The Committee is also aware that the Treasury is committed to seeing business cases where capital spending, or whole-life cost spending for IT, is more than £50 million, and we expect ICBs to align with that standard. Furthermore, NHS England has a broad range of powers to issue guidance on how ICBs and others make decisions, spend capital and involve patients and the public in those decisions. Placing those processes in guidance, rather than on the face of the Bill, gives not only the flexibility to set different approaches in different circumstances, but the ability to respond to changing best practice.
On procurement and transparency, as we have discussed, the Bill introduces a power to bring forward new procurement regulations, which will set out the new provider selection regime. Regulations and statutory guidance will set out rules to ensure transparency and scrutiny under the new regime, which will be designed to ensure open, transparent and robust decision making, and will require decision-making bodies to demonstrate the rationale for their decisions. The decision-making process will be recorded internally by NHS bodies and audited annually. While decision-making bodies will be required to publish contracts awarded and intentions for the method of procurement, with a rationale for both, the bodies will not be required to publish every detail of their decision-making process.

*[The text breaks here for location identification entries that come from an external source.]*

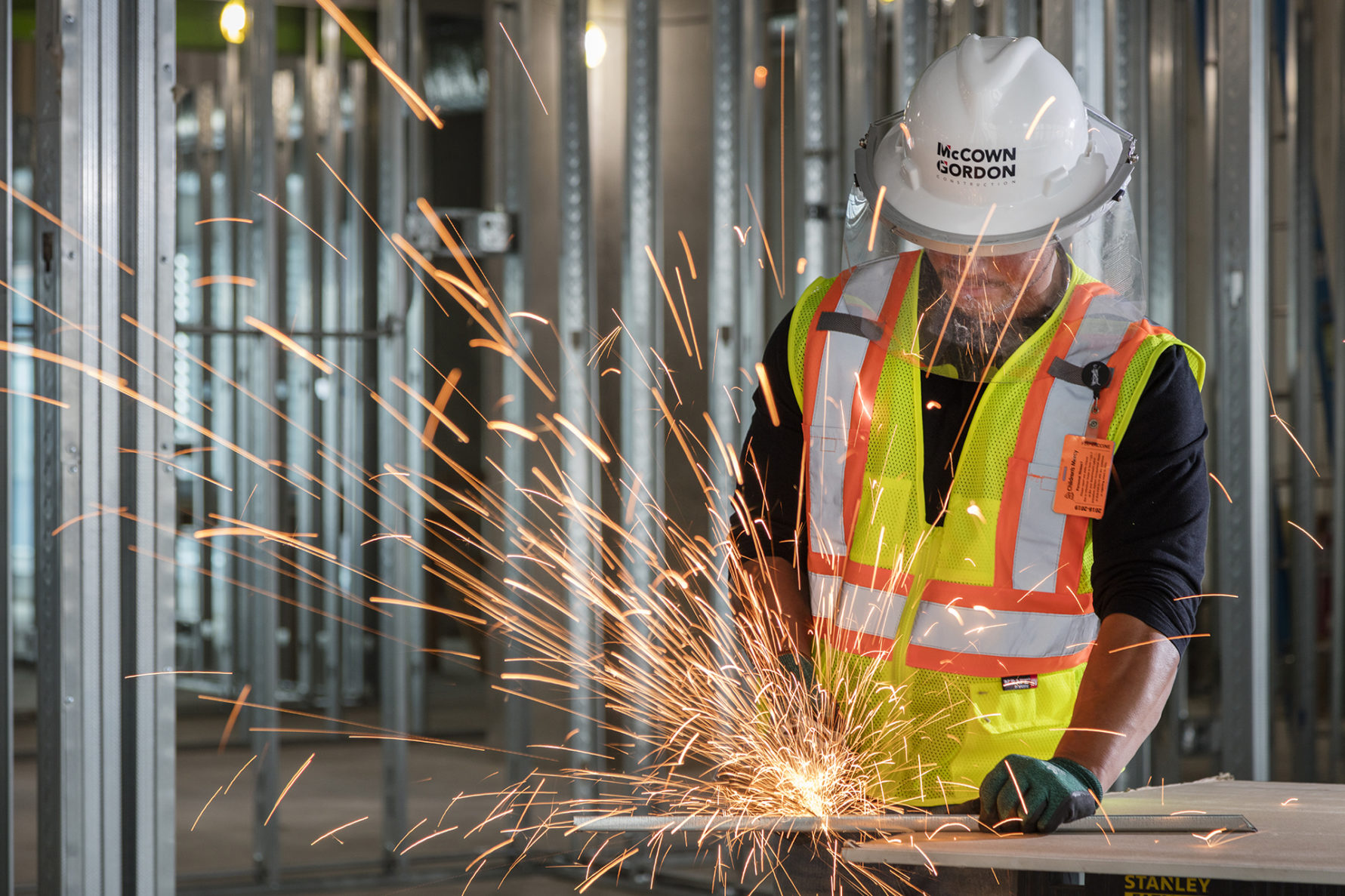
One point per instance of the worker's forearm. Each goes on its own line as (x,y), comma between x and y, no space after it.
(780,605)
(1122,691)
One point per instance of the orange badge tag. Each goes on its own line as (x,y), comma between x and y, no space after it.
(1084,470)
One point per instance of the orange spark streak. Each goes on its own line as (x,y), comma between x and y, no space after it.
(63,226)
(42,399)
(730,460)
(239,772)
(1038,117)
(409,833)
(1117,650)
(686,307)
(306,225)
(588,443)
(233,719)
(428,837)
(289,343)
(1222,488)
(962,282)
(452,245)
(338,829)
(495,426)
(98,512)
(1306,533)
(292,779)
(404,89)
(612,864)
(764,241)
(767,393)
(668,295)
(415,605)
(435,411)
(179,467)
(177,672)
(690,261)
(227,279)
(525,69)
(878,210)
(205,808)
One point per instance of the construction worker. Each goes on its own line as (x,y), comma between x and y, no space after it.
(1004,510)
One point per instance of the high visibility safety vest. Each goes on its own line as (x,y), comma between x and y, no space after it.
(964,642)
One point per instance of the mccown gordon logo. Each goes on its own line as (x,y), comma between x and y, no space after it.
(976,165)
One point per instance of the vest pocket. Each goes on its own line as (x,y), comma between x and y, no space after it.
(1026,722)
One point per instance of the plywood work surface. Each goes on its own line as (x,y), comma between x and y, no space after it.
(1300,839)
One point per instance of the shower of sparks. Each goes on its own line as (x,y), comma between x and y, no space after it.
(403,89)
(335,830)
(690,261)
(306,225)
(718,728)
(205,808)
(1155,641)
(1306,533)
(525,69)
(878,216)
(233,717)
(279,799)
(1222,488)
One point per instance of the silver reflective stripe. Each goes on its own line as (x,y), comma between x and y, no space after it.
(871,611)
(964,630)
(823,593)
(1040,529)
(838,377)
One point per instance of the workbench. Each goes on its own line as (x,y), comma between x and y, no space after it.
(1300,841)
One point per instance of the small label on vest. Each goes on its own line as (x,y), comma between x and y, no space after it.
(1019,682)
(1084,470)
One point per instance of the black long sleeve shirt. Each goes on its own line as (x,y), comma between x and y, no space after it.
(1149,547)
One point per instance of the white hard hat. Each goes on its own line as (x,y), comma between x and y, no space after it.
(995,147)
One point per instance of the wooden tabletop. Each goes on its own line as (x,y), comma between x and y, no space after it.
(1300,839)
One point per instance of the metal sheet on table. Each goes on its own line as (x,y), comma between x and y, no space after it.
(914,822)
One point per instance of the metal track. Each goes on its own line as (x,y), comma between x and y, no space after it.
(912,822)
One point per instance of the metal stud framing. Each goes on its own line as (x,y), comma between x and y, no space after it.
(1302,364)
(105,772)
(394,307)
(1240,433)
(260,365)
(642,313)
(6,473)
(725,190)
(509,142)
(816,43)
(577,314)
(1337,648)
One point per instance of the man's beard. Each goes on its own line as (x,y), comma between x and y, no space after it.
(973,342)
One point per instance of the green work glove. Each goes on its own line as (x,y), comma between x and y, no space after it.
(1053,791)
(801,667)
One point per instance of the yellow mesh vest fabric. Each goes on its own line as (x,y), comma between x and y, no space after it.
(936,735)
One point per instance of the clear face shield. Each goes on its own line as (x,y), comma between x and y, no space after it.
(985,292)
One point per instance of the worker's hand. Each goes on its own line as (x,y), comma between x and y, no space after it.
(1043,794)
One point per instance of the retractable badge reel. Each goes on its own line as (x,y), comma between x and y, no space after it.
(1086,460)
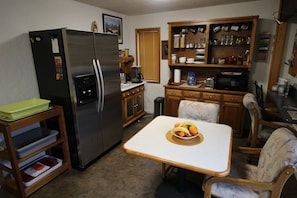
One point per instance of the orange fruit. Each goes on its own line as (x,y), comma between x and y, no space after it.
(193,130)
(180,133)
(176,124)
(185,126)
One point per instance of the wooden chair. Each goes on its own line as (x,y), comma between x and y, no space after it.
(269,111)
(260,129)
(277,162)
(194,110)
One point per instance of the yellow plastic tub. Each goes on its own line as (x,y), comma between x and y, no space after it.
(21,109)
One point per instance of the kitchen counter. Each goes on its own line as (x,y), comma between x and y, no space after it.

Regarding FOI requests, I recognise the impulse to be as transparent as possible and agree that, unless exemptions apply, information should be released under the FOI Act. I am advised that confidentiality, which is an absolute exemption, and commercial confidentiality, which is a qualified exemption, are two separate exemptions already in that legislation. Where parts of the decision-making process are exempted on the grounds of commercial interests, those exclusions exist to protect the release of information that could prejudice a commercial decision. That could put NHS bodies at a disadvantage in ongoing negotiations and would be detrimental to the public purse.
I am advised that this is a qualified exemption and therefore disclosure would still be required unless the public interest in withholding disclosure outweighs the public interest in disclosure being made. I recognise that that is a tricky balance to strike, but I do not think it is to the benefit of the NHS that information held by NHS bodies that could be commercially damaging and does not meet a public interest test should be released.
I hope that that offers some reassurance to the Committee. I encourage the hon. Lady not to press her new clause to a Division.